The addictive nature of some computer games was also leading to serious social disorders, doctors giving presentations at this year's Australian Council on Children and the Media conference said.
While many parents worry whether they should give small children access to technology, a lecturer at the Institute of Early Childhood at Macquarie University, Kate Highfield, said a small amount of screen time with the right apps or games could help a child's development.
However, too much time with technology or the wrong kind of content could be harmful, the Sydney Morning Herald reported.
Dr Highfield said that since [screens] are mobile they are able to be taken anywhere, which increases their use and can be key in displacing other activities and engaging with others.
Her research found 85 per cent of the apps purchased for children were just "drill and practice" apps that asked children to repeat an action or recall simple facts.

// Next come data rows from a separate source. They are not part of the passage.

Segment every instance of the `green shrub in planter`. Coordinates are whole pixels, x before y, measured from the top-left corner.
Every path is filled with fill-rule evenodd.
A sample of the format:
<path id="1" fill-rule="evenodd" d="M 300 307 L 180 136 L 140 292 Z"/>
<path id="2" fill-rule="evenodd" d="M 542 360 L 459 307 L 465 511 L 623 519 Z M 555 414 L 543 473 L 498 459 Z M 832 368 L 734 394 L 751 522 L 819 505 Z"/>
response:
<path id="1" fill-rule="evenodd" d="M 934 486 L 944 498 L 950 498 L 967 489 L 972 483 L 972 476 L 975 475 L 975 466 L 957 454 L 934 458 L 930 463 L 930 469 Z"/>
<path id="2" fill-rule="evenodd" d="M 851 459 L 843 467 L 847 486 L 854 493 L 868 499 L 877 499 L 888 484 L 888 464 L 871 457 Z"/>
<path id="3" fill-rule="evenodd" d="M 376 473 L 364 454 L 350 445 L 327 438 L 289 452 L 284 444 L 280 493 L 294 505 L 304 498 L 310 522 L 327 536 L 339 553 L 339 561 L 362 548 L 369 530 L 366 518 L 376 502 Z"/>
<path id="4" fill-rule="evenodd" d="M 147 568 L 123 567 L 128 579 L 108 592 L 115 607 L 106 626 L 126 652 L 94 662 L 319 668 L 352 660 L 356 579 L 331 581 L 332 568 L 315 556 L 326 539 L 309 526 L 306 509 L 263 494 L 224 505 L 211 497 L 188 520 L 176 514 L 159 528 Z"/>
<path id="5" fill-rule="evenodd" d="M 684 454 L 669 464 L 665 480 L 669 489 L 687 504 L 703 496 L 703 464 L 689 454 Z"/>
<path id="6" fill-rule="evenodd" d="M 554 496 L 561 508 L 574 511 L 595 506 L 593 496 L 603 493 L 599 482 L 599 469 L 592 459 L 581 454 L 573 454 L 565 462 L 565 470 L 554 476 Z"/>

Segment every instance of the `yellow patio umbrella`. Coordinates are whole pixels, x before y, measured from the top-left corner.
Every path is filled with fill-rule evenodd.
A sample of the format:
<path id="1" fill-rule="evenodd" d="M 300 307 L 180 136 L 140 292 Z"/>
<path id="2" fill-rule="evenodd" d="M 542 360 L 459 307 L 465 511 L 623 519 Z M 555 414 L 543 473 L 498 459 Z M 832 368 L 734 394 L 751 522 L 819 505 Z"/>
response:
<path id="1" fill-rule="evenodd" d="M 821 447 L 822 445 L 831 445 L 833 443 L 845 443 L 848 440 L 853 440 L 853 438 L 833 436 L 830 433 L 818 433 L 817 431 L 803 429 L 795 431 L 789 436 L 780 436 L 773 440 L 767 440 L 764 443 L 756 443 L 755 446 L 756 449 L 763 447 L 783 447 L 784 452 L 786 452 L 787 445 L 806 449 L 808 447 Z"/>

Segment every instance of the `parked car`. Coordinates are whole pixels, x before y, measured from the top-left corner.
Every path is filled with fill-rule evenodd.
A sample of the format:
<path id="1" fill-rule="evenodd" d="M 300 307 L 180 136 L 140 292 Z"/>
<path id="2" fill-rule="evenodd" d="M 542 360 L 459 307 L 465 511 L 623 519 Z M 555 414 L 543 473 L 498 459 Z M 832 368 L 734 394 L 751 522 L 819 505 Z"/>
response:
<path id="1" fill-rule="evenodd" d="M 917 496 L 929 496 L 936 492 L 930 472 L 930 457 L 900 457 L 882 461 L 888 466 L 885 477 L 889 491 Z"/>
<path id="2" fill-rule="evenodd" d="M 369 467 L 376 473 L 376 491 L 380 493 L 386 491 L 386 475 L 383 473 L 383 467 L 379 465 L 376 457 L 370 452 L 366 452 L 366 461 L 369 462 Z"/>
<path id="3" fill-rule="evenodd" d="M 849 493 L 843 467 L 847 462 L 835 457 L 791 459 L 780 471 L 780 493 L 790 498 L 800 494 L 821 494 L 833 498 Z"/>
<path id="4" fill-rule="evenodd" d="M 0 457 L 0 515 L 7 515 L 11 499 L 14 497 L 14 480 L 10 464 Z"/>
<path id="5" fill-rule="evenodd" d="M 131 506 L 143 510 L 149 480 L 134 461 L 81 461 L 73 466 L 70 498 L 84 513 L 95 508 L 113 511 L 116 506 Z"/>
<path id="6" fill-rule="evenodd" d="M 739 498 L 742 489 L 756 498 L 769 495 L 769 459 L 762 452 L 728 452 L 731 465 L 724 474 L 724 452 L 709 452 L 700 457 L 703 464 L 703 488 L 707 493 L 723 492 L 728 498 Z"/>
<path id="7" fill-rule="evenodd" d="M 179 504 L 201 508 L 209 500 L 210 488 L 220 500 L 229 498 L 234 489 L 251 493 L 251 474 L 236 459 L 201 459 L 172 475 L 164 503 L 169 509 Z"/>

These "consumption" based apps led to lower-level neural development while excessive in-game rewarding led to unrealistic expectations.
Parents and teachers should provide a range of technology, she said, because "if a child is only playing those types of basic drill and practice apps, that's not a healthy digital diet".
She recommended apps like Artmaker, My Story, Explain Everything, Toca Builders and Creatorverse, which require input from the child.
Current health regulations suggest children under two years of age have no screen time at all, including television, and children under five years have less than an hour a day.
Surprisingly, even adults should have no more than two hours of screen-based entertainment a day.